Connie - I haven't had the need to contact her before but this is the email address that I was given for her about a year ago.   You might try her at this address.

lydiah@firstresorts.co.za


----------



## grest (May 6, 2006)

I had no trouble with the address gary suggested...good luck.
Connie


----------



## ConnieM (May 7, 2006)

Thanks for the info.  I tried the email address and I got the following:

550 mail not accepted from (me)

503 valid RCPT command must preceda DATA.

Anyone know why I get these and my email not accepted?  

My isp doesn't seem to know why.

Thanks for your help.

Connie


----------



## philemer (May 7, 2006)

ConnieM said:
			
		

> Thanks for the info.  I tried the email address and I got the following:
> 
> 550 mail not accepted from (me)
> 
> ...



Open up a temp. email add. at Yahoo or Hotmail and try again. Are you using AOL now?

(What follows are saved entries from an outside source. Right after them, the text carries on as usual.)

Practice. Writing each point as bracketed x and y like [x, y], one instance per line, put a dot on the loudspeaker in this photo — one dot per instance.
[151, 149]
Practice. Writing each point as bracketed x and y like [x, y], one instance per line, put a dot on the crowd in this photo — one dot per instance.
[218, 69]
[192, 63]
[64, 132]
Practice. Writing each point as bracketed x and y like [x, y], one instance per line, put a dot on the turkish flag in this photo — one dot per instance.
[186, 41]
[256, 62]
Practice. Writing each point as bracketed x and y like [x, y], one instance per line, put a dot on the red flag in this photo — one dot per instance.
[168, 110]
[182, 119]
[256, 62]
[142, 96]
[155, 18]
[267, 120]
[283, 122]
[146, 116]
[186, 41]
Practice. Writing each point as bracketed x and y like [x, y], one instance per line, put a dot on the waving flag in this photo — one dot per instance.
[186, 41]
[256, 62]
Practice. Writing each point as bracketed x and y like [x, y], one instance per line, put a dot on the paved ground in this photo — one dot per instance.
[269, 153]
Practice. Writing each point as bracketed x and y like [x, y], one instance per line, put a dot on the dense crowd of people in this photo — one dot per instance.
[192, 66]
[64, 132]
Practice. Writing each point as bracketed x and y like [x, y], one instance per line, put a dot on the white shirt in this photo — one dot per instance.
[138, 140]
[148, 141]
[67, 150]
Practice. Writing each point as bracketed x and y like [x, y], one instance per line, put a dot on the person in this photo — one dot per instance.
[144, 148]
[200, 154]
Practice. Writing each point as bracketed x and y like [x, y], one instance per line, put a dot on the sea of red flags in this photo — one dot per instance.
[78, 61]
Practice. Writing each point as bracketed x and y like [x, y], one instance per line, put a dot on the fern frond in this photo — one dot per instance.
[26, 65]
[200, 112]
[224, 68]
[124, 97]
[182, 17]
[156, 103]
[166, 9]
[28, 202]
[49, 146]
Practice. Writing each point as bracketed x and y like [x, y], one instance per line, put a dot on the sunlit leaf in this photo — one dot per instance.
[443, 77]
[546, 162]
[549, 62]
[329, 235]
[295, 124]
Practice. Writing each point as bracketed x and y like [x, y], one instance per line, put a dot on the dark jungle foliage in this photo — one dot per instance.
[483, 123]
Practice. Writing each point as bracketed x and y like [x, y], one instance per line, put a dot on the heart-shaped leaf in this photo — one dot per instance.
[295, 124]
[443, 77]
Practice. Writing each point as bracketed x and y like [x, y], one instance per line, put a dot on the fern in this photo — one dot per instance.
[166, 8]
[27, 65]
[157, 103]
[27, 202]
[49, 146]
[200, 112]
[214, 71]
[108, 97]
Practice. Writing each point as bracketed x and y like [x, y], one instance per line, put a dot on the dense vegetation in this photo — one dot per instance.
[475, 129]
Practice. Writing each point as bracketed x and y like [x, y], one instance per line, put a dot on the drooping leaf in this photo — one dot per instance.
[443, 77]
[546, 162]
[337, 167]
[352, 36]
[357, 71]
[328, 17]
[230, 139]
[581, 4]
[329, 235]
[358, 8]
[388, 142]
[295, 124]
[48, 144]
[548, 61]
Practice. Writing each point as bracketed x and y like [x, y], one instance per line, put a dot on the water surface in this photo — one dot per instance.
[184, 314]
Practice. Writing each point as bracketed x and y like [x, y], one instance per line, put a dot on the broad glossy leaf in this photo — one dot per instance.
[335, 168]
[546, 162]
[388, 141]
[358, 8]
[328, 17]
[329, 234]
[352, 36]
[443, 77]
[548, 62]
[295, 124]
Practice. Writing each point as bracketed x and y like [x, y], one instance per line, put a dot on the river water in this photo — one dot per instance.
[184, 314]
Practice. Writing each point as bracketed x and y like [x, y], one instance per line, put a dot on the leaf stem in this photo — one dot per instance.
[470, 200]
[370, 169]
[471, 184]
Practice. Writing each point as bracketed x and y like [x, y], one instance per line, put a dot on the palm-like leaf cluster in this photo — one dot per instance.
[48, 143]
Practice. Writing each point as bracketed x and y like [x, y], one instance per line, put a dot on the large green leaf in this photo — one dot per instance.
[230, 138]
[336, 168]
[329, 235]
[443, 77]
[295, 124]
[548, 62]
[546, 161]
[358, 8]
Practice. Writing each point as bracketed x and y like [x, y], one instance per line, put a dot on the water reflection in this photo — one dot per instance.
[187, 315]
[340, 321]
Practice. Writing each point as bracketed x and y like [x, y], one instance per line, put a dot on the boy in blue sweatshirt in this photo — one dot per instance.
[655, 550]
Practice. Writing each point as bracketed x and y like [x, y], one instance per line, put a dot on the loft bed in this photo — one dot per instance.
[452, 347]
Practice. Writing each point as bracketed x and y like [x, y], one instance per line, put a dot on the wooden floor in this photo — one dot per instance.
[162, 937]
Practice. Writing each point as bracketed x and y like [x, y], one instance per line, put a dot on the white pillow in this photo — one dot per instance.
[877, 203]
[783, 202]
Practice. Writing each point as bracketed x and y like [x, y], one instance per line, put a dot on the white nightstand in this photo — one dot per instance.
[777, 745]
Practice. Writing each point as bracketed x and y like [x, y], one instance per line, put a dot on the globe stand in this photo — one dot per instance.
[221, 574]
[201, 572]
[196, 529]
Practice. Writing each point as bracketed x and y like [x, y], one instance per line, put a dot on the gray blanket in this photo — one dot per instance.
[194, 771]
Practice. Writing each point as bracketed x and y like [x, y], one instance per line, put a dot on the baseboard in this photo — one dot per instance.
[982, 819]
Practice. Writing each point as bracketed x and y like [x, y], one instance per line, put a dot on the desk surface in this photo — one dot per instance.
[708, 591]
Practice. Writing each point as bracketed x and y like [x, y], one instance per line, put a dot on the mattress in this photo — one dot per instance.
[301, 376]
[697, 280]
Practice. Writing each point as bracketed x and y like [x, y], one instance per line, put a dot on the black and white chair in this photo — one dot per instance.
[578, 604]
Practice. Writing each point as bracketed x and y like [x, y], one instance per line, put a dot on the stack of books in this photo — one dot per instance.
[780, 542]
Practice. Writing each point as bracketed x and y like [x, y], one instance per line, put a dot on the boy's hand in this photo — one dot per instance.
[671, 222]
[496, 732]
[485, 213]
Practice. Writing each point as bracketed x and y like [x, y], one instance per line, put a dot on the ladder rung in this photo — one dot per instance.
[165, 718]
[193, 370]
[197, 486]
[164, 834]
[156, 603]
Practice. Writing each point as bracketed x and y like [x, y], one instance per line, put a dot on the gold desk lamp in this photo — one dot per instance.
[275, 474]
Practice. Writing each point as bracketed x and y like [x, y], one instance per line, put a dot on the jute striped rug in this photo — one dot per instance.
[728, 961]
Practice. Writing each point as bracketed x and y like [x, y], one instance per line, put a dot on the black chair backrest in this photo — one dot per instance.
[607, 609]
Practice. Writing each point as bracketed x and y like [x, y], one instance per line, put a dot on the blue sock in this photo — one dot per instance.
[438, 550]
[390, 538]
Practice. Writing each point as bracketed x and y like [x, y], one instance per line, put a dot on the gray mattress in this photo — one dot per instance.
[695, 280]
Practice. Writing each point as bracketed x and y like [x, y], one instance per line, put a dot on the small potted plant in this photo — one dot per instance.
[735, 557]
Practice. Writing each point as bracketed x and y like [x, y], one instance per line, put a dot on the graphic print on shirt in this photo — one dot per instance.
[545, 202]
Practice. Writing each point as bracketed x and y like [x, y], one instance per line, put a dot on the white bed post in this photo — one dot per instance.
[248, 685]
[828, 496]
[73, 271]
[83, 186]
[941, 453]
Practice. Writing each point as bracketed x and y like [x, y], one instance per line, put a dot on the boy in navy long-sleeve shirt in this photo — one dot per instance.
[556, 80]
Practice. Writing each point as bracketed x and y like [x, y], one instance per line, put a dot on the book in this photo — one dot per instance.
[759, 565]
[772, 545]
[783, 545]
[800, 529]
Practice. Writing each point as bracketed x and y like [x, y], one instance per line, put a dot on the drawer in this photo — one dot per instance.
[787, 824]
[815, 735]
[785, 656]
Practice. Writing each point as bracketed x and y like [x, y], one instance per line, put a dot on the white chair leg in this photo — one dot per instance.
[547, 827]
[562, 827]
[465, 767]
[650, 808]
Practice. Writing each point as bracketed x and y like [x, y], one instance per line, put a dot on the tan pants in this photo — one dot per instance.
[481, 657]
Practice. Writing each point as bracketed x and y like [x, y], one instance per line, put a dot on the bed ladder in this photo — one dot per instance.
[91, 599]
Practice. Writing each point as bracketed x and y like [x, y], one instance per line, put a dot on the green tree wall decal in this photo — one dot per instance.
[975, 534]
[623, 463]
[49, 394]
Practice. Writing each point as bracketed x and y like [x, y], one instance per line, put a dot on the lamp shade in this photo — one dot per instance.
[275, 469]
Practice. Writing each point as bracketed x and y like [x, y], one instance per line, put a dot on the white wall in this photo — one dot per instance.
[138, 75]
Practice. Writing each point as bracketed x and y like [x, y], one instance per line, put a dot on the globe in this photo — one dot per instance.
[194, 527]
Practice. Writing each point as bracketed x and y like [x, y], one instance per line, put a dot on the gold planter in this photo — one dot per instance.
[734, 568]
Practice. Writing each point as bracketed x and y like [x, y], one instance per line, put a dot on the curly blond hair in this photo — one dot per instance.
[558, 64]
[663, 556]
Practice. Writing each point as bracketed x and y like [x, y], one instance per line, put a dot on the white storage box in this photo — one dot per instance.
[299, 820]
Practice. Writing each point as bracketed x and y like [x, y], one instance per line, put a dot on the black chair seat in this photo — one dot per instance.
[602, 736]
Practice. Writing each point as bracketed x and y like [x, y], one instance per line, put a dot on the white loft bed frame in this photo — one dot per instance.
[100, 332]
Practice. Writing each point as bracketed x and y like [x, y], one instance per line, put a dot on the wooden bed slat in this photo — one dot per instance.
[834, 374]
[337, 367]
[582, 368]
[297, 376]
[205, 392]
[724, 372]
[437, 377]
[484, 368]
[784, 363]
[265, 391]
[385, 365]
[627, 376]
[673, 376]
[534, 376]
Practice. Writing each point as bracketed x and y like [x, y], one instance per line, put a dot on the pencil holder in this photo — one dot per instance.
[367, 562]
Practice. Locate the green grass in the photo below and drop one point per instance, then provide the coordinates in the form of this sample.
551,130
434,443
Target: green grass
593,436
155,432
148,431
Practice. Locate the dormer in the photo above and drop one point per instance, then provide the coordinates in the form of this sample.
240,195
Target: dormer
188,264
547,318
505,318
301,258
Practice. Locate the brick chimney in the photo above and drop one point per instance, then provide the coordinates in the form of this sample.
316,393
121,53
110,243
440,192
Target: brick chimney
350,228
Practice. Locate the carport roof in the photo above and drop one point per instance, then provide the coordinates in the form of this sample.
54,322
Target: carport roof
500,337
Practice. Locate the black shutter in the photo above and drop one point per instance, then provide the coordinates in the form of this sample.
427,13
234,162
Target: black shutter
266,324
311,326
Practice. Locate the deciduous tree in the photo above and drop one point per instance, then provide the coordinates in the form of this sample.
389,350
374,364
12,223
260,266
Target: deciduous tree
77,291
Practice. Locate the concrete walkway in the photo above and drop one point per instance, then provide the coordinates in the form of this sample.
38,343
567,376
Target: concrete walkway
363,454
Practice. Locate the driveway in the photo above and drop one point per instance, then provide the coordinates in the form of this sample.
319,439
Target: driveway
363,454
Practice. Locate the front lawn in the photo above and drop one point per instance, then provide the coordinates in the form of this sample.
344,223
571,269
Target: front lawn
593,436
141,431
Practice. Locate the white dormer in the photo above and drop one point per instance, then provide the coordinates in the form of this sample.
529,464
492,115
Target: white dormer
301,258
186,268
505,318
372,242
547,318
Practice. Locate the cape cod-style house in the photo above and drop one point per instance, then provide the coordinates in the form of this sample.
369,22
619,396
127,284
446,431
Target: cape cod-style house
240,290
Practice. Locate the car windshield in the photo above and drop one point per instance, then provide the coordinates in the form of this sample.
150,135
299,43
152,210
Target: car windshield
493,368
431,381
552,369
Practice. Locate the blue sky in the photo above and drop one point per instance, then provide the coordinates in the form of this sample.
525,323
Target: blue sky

Or, try emmarettea@firstresorts.co.za


----------



## grest (May 10, 2006)

ConnieM,
Did you manage to reach Lydia?
Connie


----------



## HuskyJim (May 14, 2006)

grest said:
			
		

> ConnieM,
> Did you manage to reach Lydia?
> Connie



I've used these emails to reach Seapointer:

'emmarettea@firstresorts.co.za';
'yvonnep@firstresorts.co.za';
'lydiah@firstresorts.co.za'

Jim


----------



## ConnieM (May 15, 2006)

Thanks for all your replies.  I went to MSN and opened a Hotmail email account and got through just fine.  I think the problem was my ISP.  I use cable through Charter and could not email SA.  When I used by Hotmail account I had no problem.  Thanks again!       Connie


----------



## philemer (May 15, 2006)

You're so welcome.


----------



## jfbookers (Jun 1, 2006)

Success with lydiah@firstresorts.co.za but now $318.00 for 2BR. Still low but not the deal it was.


----------